記憶などというものは、決してつかみようもないもはやありえない出来事や自らの周りを息づいていた人々や生き物たちの存在と関わる。だから、唯一のよりどころは、現在にではなく、過去にしか存在しないし、つまり、「もはやない」場所にしか存在しない。僕らの生きる世界に同じ条件で存在するものなどは一つもない。だから、そんな「もはやない」という生存する上での絶対的条件を、永久永劫諦めきれないらしい。それがための、時間と空間なんていう箍なんかを作り出したのも、この地球上の生き物では僕たち人類だけらしい。そんな決して振り向いてくれなどしない記憶に対して僕たち人類は徹底してこだわり続ける。

そんな箍なるものを超越論哲学とか存在論なんて定義したのが、カントとかハイデガーといった人たちだ。この既に鬼籍にはいって久しいこういった先駆者の為に、実際は僕たちが生きる上で、特に考える必要もないのに、時間や空間だとかが超越論的に僕たちの世界を規定している、なんてほざく連中がわんさかいるのである。

僕は大学院を卒業するまで、美学という西洋の学問の一分野で、哲学の一部とされる領域についてずっと関心をよせていた。なんで同じ穴の狢というやつで、これまで、いろんなどうしようもない文章もかきちらしてきては、それを忘れ去ってきた。健忘症というやつだ。

それでも、時々、それを思い起こして、読み直したりする。自分の思考の過程を追うために。そして一定の過去を懐かしんだりするのである。

今ちょうどいったように、人間の記憶とは、気まぐれな運命の女性のようなもので、永久永劫僕たちのもとにはとどまってくれない。ムネモシュネ、というギリシャの神話に登場する女神は、僕たちのほうを一度たりとも振り向いてくれないだろう。

それでも、そうした気まぐれな女性に振り向いてもらいたいがためのおべんちゃらを常に僕らは弄する。それでも、僕らは過去やら美しい記憶などを語るために生きているのでは、どうにもならない。自分のもとを去ったような恋人のことをいつまでもぐだぐだいうのはいい加減避けたい。また自分の目の前に現れるかもしれない次の恋人になってくれるかもしれない人を迎えいれる為にこそ、そうした「もはやない」過去を振り返る。だから、時間と空間という箍に自分をあてはめて、これから何十年と生きられるかどうかわからないけれど、それをどうにか生き抜くための算段を弄するのだ。
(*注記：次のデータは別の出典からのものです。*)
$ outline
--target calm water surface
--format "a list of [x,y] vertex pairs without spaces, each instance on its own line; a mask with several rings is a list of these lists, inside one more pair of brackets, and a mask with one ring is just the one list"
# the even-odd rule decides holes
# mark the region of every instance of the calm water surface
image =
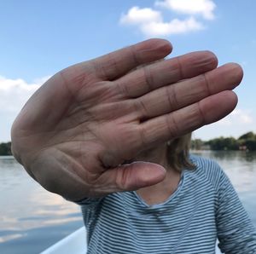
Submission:
[[[256,153],[198,152],[218,162],[256,226]],[[0,253],[39,253],[83,225],[78,205],[48,193],[12,157],[0,157]]]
文字だって、あるいはイコンだって、絵だって、視覚に関わる、今ではない時間と空間にかかわる痕跡を追いかけることとは、そうした単なる悪あがきでしかない。僕たちはそれなしに一時も過ごすことはできない。

僕たちはその意味では一時たりとも普通じゃないのだ。そういう箍から一度外れてみるのことも、いつだってできる。けれど、そう何度もおおっぴらにそうしたアナーキーに身をまかせてよいものでもない。僕たちが生きる場所は、精神病院の一棟ではなくて、大多数の人が、そうした箍におわれつつも、それを了解して生きざるを得ないこの或る種の大海に浮かぶ憂鬱な島のような場所が僕らがいきる世界なのだ。しかも、それ以外に選択肢はあたえられていない。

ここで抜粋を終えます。